Research output: Contribution to journalJournal article

Published

  • C. J. Langdon
  • C. Winters
  • S. R. Sturzenbaum
  • A. J. Morgan
  • J. M. Charnock
  • A. A. Meharg
  • Trevor G. Piearce
  • P. H. Lee
  • Kirk T. Semple
Journal publication date2005
JournalEnvironmental Science and Technology
Journal number7
Volume39
Number of pages7
Pages2042-2048
Original languageEnglish

Abstract

Although earthworms have been found to inhabit arsenic-rich soils in the U.K., the mode of arsenic detoxification is currently unknown. Biochemical analyses and subcellular localization studies have indicated that As3+-thiol complexes may be involved; however, it is not known whether arsenic is capable of inducing the expression of metallothionein (MT) in earthworms. The specific aims of this paper were (a) to detect and gain an atomic characterization of ligand complexing by X-ray absorption spectrometry (XAS), and (b) to employ a polyclonal antibody raised against an earthworm MT isoform(w-MT2) to detect and localize the metalloprotein by immunoperoxidase histochemistry in the tissues of earthworms sampled from arsenic-rich soil.
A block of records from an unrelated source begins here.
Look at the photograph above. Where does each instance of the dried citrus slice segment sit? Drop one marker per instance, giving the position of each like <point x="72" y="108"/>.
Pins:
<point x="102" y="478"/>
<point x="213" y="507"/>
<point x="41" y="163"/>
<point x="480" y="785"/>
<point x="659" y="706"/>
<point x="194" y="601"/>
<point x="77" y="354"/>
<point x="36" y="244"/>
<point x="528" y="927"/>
Data suggested that the proportion of arsenate to sulfur-bound species varies within specific earthworm tissues. Although some arsenic appeared to be in the form of arsenobetaine, the arsenic within the chlorogogenous tissue was predominantly coordinated with S in the form of -SH groups. This suggests the presence of an As::MT complex. Indeed, MT was detectable with a distinctly localized tissue and cellular distribution. While MT was not detectable in the surface epithelium or in the body wall musculature, immunoperoxidase histochemistry identified the presence of MT in chloragocytes around blood vessels, within the typhlosolar fold, and in the peri-intestinal region. Focal immunostaining was also detectable in a cohort of cells in the intestinal wall. The results of this study support the hypothesis that arsenic induces MT expression and is sequestered by the metalloprotein in certain target cells and tissues.